Comente EMINEM e receba o prompt que melhora seu texto mil vezes.
Outra ideia que sou fascinado é do Hemingway. De que “não há nada na escrita. Tudo que você precisa fazer é sentar-se diante da máquina de escrever e sangrar.”
Além de sabotar sua voz e seu próprio processo, a IA não sangra.
Nenhuma máquina vai cometer erros como eu, ou você.
Todo atalho cobra seu preço.
A morte da sua própria voz
No caso da IA, pode ser a morte da sua própria voz. Antes mesmo de se permitir encontrá-la.
Porque a escrita não é algo que se domina da noite pro dia, ou em um prompt.
Tanto que o próprio Hemingway cravou:
“Somos todos aprendizes em um ofício no qual ninguém jamais se torna mestre.”
— Ernest Hemingway
Aí vem o post motivacional, talvez escrito por IA, e pergunta:
— E você já pensou o que seria do Hemingway se ele tivesse acesso à IA? Quantos livros a mais ele teria escrito?
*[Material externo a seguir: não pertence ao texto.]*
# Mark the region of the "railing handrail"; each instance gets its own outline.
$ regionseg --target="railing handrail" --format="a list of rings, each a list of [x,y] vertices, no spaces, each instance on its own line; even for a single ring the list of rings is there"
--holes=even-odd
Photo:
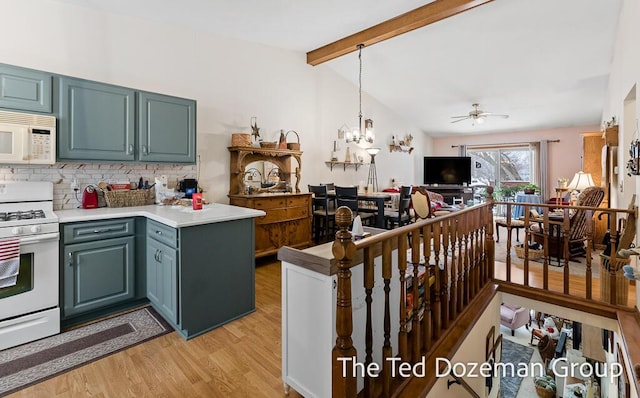
[[[501,202],[495,201],[493,202],[495,205],[511,205],[514,206],[527,206],[527,207],[548,207],[553,209],[575,209],[575,210],[593,210],[600,211],[604,213],[627,213],[627,214],[637,214],[638,209],[618,209],[611,207],[594,207],[594,206],[573,206],[573,205],[554,205],[549,203],[530,203],[530,202]]]

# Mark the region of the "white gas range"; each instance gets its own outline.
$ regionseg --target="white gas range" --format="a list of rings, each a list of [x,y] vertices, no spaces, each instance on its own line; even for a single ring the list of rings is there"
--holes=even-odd
[[[20,265],[15,284],[0,287],[0,349],[60,332],[52,183],[0,182],[0,248],[12,240],[20,245]]]

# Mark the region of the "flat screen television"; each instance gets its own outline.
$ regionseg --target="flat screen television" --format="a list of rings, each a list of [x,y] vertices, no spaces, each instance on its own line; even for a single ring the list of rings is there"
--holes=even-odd
[[[471,184],[471,158],[460,156],[425,156],[424,183]]]

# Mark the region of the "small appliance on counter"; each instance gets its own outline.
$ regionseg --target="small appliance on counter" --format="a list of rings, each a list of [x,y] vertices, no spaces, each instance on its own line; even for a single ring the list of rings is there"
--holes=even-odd
[[[198,180],[185,178],[178,183],[178,192],[184,192],[186,198],[191,198],[192,194],[198,192]]]
[[[82,191],[82,208],[96,209],[98,207],[98,191],[93,185],[87,185]]]

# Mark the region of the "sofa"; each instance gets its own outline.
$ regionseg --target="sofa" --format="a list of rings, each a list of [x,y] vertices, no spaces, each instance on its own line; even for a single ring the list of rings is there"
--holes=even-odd
[[[529,322],[531,322],[529,309],[509,303],[500,305],[500,324],[511,329],[512,336],[515,330],[522,326],[526,326],[528,330]]]

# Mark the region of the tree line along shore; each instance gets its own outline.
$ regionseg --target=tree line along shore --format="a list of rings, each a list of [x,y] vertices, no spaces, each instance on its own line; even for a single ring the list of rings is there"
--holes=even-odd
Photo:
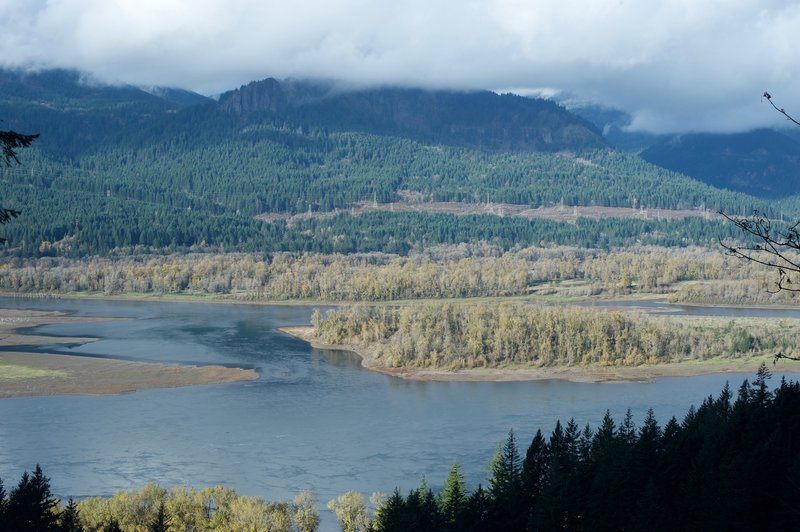
[[[794,351],[795,321],[690,322],[525,302],[348,305],[315,311],[309,339],[352,348],[374,369],[624,367]]]
[[[112,497],[66,503],[52,495],[40,466],[25,472],[8,492],[0,480],[0,530],[18,532],[166,532],[272,530],[312,532],[319,528],[314,495],[300,491],[291,501],[239,495],[224,486],[166,489],[149,483]]]
[[[675,302],[797,304],[772,273],[720,249],[639,246],[503,251],[490,244],[386,253],[192,253],[70,259],[13,258],[0,265],[12,293],[199,295],[243,301],[397,301],[471,297],[618,297]]]
[[[741,362],[796,352],[800,335],[794,320],[689,322],[534,302],[655,295],[673,302],[796,305],[793,293],[770,292],[772,285],[774,278],[759,265],[699,247],[503,251],[482,243],[434,246],[405,257],[194,253],[15,258],[0,265],[0,290],[14,294],[339,302],[339,310],[315,316],[305,339],[355,350],[377,370],[663,368],[675,363],[685,368],[686,362],[718,359],[750,370]],[[436,301],[441,299],[452,301]],[[401,301],[398,308],[355,305]],[[415,376],[423,378],[419,372]],[[483,378],[494,377],[486,373]],[[614,380],[613,375],[598,378]]]

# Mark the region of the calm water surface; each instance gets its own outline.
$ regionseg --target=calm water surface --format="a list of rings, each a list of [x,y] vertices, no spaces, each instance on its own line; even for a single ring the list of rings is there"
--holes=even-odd
[[[38,334],[92,336],[40,352],[255,368],[250,383],[143,390],[116,396],[0,399],[0,476],[7,485],[40,463],[62,497],[111,495],[146,482],[224,484],[241,494],[320,504],[355,489],[441,486],[458,460],[470,486],[513,428],[523,449],[557,419],[597,425],[605,410],[665,422],[751,375],[653,383],[411,382],[362,369],[356,357],[311,349],[276,330],[305,325],[312,309],[192,303],[24,300],[3,308],[130,318],[55,324]],[[696,312],[696,311],[695,311]],[[323,514],[329,514],[325,511]],[[324,515],[325,528],[333,523]]]

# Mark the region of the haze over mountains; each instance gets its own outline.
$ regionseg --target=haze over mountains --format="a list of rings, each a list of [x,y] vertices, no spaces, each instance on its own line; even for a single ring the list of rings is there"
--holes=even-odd
[[[112,109],[126,108],[147,116],[184,107],[215,106],[244,119],[266,115],[331,130],[406,136],[426,143],[490,151],[557,152],[610,145],[641,152],[653,164],[717,188],[764,198],[800,192],[800,142],[774,130],[682,135],[632,132],[626,129],[630,117],[616,109],[570,106],[567,101],[567,108],[574,113],[565,112],[564,107],[549,100],[489,91],[347,91],[330,81],[267,78],[223,93],[214,103],[211,98],[183,89],[109,86],[68,70],[33,74],[6,70],[0,75],[0,91],[2,104],[10,106],[4,113],[9,127],[19,107],[27,106],[30,112],[35,112],[35,105],[40,107],[42,115],[32,124],[37,131],[46,132],[51,122],[64,118],[63,113],[59,117],[45,109],[82,111],[91,121],[92,115]],[[103,121],[107,123],[108,118]],[[116,127],[127,125],[118,122]],[[24,128],[24,124],[19,127]],[[83,133],[72,137],[85,141],[88,131],[81,129]],[[41,142],[63,145],[64,139],[56,141],[55,136],[45,134]]]
[[[800,143],[770,129],[672,136],[641,155],[718,188],[762,198],[800,193]]]
[[[92,82],[74,71],[3,71],[0,95],[6,122],[22,116],[46,131],[60,112],[118,116],[137,122],[178,108],[200,106],[243,120],[288,120],[342,131],[407,136],[431,143],[504,151],[604,148],[601,133],[557,104],[493,92],[369,89],[342,91],[332,82],[267,78],[220,95],[218,102],[181,89]],[[20,124],[23,126],[23,124]],[[124,127],[124,124],[120,124]],[[43,135],[47,137],[47,135]]]
[[[699,225],[687,233],[630,220],[501,221],[489,208],[474,219],[346,212],[407,198],[633,208],[644,218],[644,209],[770,209],[613,150],[602,127],[555,102],[489,91],[346,91],[267,78],[213,100],[102,85],[74,71],[6,70],[0,117],[4,129],[41,134],[24,166],[4,169],[0,183],[4,203],[27,215],[7,227],[23,254],[200,244],[403,253],[423,242],[685,244],[715,236]],[[764,175],[785,180],[790,162]],[[340,214],[317,216],[334,210]],[[255,219],[304,212],[314,216],[291,224]]]
[[[793,130],[655,135],[628,131],[630,117],[622,111],[567,105],[601,129],[611,146],[640,153],[658,166],[760,198],[800,193],[800,142],[793,138]]]

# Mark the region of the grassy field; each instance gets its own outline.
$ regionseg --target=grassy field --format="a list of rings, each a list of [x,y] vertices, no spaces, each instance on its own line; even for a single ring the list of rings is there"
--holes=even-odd
[[[69,373],[55,369],[34,368],[17,364],[0,362],[0,381],[16,381],[25,379],[66,379]]]

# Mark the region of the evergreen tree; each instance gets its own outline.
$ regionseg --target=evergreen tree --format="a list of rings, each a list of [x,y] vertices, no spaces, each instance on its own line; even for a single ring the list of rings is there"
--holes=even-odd
[[[761,366],[758,367],[758,373],[756,373],[756,380],[753,382],[753,390],[751,392],[751,397],[756,405],[763,406],[772,398],[772,394],[767,385],[767,381],[771,378],[772,372],[767,368],[767,365],[762,362]]]
[[[680,435],[680,432],[680,423],[678,423],[678,419],[675,416],[672,416],[669,418],[669,421],[667,421],[667,424],[664,425],[664,446],[666,447],[669,444],[673,444]]]
[[[420,480],[417,493],[419,501],[417,529],[431,531],[441,530],[442,519],[439,514],[439,504],[436,501],[436,497],[433,496],[431,488],[428,486],[428,480],[425,478],[425,475],[423,475]]]
[[[651,492],[655,484],[650,479],[658,474],[661,465],[663,449],[662,431],[658,426],[653,409],[647,411],[644,423],[639,429],[639,437],[633,446],[632,483],[634,486],[647,486],[651,484]]]
[[[478,484],[478,487],[472,492],[467,501],[466,522],[468,527],[466,530],[475,532],[491,530],[489,526],[490,509],[491,499],[489,494],[483,489],[483,486]]]
[[[453,462],[444,481],[439,498],[439,509],[447,530],[462,530],[468,503],[467,487],[458,462]]]
[[[593,470],[587,478],[586,520],[596,530],[614,530],[624,526],[630,488],[629,460],[636,429],[630,411],[626,422],[616,428],[606,411],[592,441]]]
[[[588,473],[592,466],[592,442],[594,441],[594,431],[587,423],[583,427],[580,438],[578,439],[578,461],[583,465],[585,473]]]
[[[70,497],[67,501],[67,506],[61,514],[61,524],[58,527],[59,532],[83,532],[81,526],[80,516],[78,515],[78,503],[75,499]]]
[[[573,420],[564,430],[556,421],[548,442],[550,466],[542,489],[542,501],[534,512],[536,529],[579,528],[575,508],[584,499],[578,454],[577,426]]]
[[[618,435],[620,442],[628,447],[632,447],[636,442],[636,425],[633,423],[633,414],[630,408],[625,412],[625,419],[619,427]]]
[[[399,488],[375,510],[372,527],[376,532],[405,532],[409,528],[406,501]]]
[[[660,459],[658,468],[653,478],[657,476],[656,486],[659,491],[665,494],[676,493],[681,490],[681,482],[686,472],[688,458],[684,454],[684,434],[683,427],[675,416],[664,425],[664,432],[661,438],[661,449],[658,451]],[[678,512],[678,508],[673,508],[669,500],[664,501],[667,511]],[[676,513],[676,520],[683,517],[682,513]]]
[[[413,489],[406,496],[405,511],[403,521],[409,530],[419,527],[420,516],[422,515],[422,494],[419,489]]]
[[[492,499],[492,525],[499,530],[516,530],[524,515],[519,511],[522,501],[522,460],[513,429],[508,432],[503,447],[495,453],[491,473],[489,494]]]
[[[3,479],[0,478],[0,530],[6,528],[6,508],[8,507],[8,498],[6,497],[6,489],[3,487]]]
[[[393,530],[441,530],[439,506],[422,476],[417,489],[408,492],[402,511],[391,521]]]
[[[58,499],[50,494],[50,479],[37,464],[33,475],[22,474],[8,500],[7,522],[11,530],[44,532],[57,529]]]
[[[661,447],[661,427],[658,426],[653,409],[647,410],[642,428],[639,429],[639,438],[636,441],[637,454],[640,455],[642,467],[649,464],[655,467],[658,458],[658,451]]]
[[[167,525],[167,510],[164,507],[164,501],[158,505],[158,513],[153,523],[150,525],[150,532],[167,532],[169,525]]]
[[[547,478],[549,465],[550,456],[547,442],[542,436],[542,431],[537,430],[525,453],[525,459],[522,461],[520,478],[523,497],[522,507],[529,518],[542,497],[542,488]]]

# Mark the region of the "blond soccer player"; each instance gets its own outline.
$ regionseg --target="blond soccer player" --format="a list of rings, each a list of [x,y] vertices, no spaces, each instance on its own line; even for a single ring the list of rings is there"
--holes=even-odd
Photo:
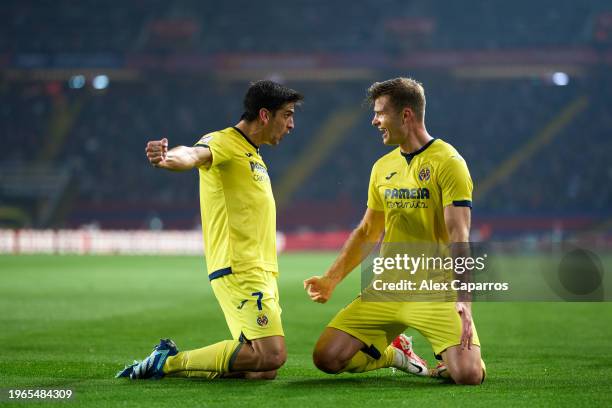
[[[381,237],[383,245],[469,241],[472,180],[455,148],[427,132],[423,86],[409,78],[377,82],[368,99],[383,143],[398,147],[374,164],[365,215],[336,261],[323,276],[304,282],[315,302],[325,303],[368,255],[362,249]],[[408,327],[423,334],[443,360],[437,370],[428,370],[414,354],[403,334]],[[365,302],[358,297],[327,325],[313,359],[327,373],[397,367],[417,375],[447,374],[458,384],[480,384],[485,373],[471,305],[458,300]]]

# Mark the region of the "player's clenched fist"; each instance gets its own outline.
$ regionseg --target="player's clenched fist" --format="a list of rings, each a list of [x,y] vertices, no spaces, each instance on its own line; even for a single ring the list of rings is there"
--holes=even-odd
[[[304,289],[310,299],[317,303],[325,303],[329,300],[336,284],[326,276],[313,276],[304,281]]]
[[[163,138],[162,140],[152,140],[148,142],[145,153],[147,154],[149,163],[155,167],[160,167],[160,165],[163,164],[163,161],[166,160],[166,155],[168,153],[168,139]]]

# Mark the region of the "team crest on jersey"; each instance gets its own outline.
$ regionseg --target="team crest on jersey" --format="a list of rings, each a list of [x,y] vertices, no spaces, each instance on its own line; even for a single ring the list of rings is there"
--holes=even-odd
[[[261,327],[266,327],[268,325],[268,316],[265,314],[257,316],[257,324]]]
[[[431,178],[431,168],[429,165],[424,165],[419,170],[419,181],[428,182]]]

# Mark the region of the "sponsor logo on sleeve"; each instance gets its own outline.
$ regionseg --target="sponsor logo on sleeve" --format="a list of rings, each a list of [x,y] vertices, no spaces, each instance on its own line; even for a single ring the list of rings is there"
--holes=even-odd
[[[209,144],[210,141],[213,140],[213,135],[204,135],[202,136],[202,138],[198,141],[197,144]]]

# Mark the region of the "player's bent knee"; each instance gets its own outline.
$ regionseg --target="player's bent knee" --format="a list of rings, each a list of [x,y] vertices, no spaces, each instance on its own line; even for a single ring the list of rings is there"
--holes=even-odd
[[[276,370],[271,370],[271,371],[265,371],[263,373],[261,373],[261,379],[262,380],[274,380],[276,378],[276,374],[278,373],[278,371]]]
[[[481,367],[470,367],[454,373],[453,380],[459,385],[480,385],[483,380]]]
[[[252,372],[246,373],[244,378],[247,380],[274,380],[276,378],[276,374],[276,370]]]
[[[275,371],[278,370],[287,361],[287,352],[284,350],[272,351],[264,353],[260,356],[260,371]]]
[[[274,339],[272,339],[274,340]],[[274,371],[278,370],[287,360],[287,349],[284,342],[262,341],[254,343],[257,362],[253,371]]]
[[[327,350],[315,349],[312,361],[319,370],[327,374],[337,374],[344,368],[344,363]]]
[[[269,356],[268,358],[266,358],[266,360],[268,361],[268,364],[267,364],[268,370],[270,371],[278,370],[279,368],[283,366],[283,364],[285,364],[285,361],[287,361],[287,354],[286,353],[273,354]]]

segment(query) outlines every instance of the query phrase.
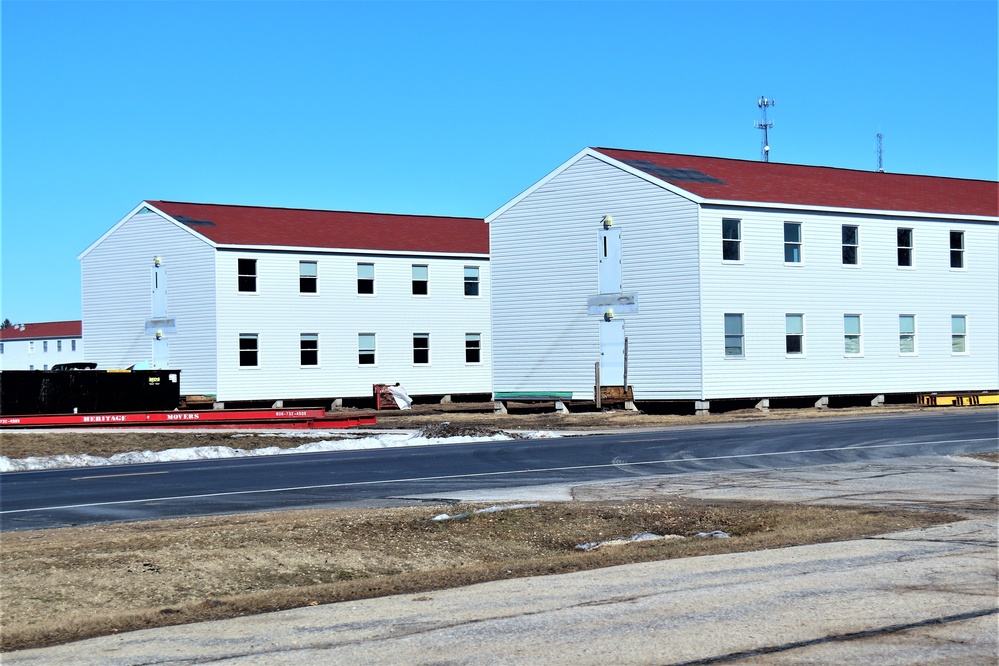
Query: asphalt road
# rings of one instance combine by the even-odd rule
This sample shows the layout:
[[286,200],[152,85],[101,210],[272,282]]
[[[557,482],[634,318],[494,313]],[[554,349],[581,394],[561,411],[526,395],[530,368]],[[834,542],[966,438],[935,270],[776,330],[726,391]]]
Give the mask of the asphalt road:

Talvez, ele nunca teria se tornado o Hemingway.
Livros como o Velho e o Mar não nascem de um input para o ChatGPT.
Textos como o do Hunter Thompson, também não.
Nem os versos do Eminem.
Se você me perguntar, diria para não terceirizar sua voz. Nem abandonar seu processo.
Pode funcionar hoje.
Mas amanhã, quando todo mundo estiver falando com o mesmo tom, quem vai ouvir o que você tem a dizer?
Tem tantas coisas pra dizer sobre esse texto, que não sei nem por onde começar rsrs
Também não sou contra a IA para otimizar a rotina e os processos. Mas, para quem escreve, como você falou, começa a ficar complicado. Acho que o problema é quando a IA entra no campo da arte: é um limite muito tênue entre ter suporte e abandonar a autoria. Será que a gente consegue não ultrapassar esse limite?
E mesmo sobre a otimização de processos... até que ponto eles deveriam ser otimizados. Aquilo a que damos mais valor não merece nosso tempo, esforço, dedicação?
Às vezes, demoro 40 minutos para escrever um pequeno texto. Eu mesma poderia escrever mais rápido, se me importasse menos. Ou poderia pedir para a inteligência artificial, para me ajudar a publicar o mais rápido possível. Mas os 40 minutos que passo aprimorando cada frase não são um reflexo do quanto me importo?
E outra coisa: por que a gente escreve? No mínimo, porque é o que a gente ama, né? Vamos abrir mão disso em nome do produtivismo?
Adorei. Fiz minha reflexão também falando sobre isso no Linkedin no contexto da minha profissão, o jornalismo. Não é preciso ter vergonha de usar IA, é preciso ter limite.